Not exactly verbose, about everything Bobrovsky says comes back to "I stop pucks." Boy, does he.

Just a castoff like a lot of his Columbus teammates, he now ranks second in the NHL in save percentage (.930), sixth in goals-against average (2.05) and is tied for fourth in shutouts. Suddenly, he's a Vezina Trophy candidate as top netminder in the league.

"They compete hard and obviously they're getting some really good goaltending," San Jose captain Joe Thornton said. "There's a bunch of workers over there."

This was supposed to be a transitional year, with Davidson and new GM Jarmo Kekalainen getting a feel for the personnel, making the most of three first-round draft picks and rebuilding from the ground up. But the startling turnaround has changed all of that.
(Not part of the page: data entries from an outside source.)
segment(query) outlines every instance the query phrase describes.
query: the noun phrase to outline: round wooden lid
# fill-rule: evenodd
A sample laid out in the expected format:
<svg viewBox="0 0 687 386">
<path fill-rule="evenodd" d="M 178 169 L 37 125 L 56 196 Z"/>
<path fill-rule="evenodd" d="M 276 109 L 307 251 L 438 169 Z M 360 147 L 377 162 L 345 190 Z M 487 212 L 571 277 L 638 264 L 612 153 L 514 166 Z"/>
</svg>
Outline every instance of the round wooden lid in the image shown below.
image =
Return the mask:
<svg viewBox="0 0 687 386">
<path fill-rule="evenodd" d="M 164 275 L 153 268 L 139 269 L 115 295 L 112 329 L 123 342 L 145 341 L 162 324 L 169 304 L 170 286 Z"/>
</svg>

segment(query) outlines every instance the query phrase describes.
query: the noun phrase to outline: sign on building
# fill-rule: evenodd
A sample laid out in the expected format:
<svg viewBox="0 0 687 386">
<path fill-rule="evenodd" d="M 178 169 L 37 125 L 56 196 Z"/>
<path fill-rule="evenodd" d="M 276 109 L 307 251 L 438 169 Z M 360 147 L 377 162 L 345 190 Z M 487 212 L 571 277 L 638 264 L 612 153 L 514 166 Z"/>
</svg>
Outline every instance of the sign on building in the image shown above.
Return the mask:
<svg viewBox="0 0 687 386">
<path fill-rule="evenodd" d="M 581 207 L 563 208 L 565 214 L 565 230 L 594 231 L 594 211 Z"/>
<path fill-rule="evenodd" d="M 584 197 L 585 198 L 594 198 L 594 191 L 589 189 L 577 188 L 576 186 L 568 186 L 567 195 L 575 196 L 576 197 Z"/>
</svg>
Rather than unload veterans at the deadline to stockpile more picks, Davidson and Kekalainen pulled off a blockbuster when they dealt three of their most promising younger players (center Derick Brassard, forward Derek Dorsett and defenseman John Moore) for the 31-year-old Gaborik, a three-time All-Star who has also topped 40 goals three times.

He gives the team an offensive weapon it lacked after trading star Rick Nash in yet another multiplayer trade with the New York Rangers last summer. Now other teams must gear up to stop the quick Gaborik, who drew two defenders on one pivotal play Tuesday night and then slid a pretty setup pass to promising 20-year-old center Ryan Johansen for the goal.

"We want to leave everything out there every game," Gaborik said. "Hopefully we can make it interesting to the end and fight for the playoffs."

No matter if they make it or not, all these trials will pay dividends later, coach Todd Richards said.

"It's great for our young players to be playing big games like this because it is at a different speed, a different intensity," he said. "To have to play at these levels, to play against these elite teams, is a great teaching experience."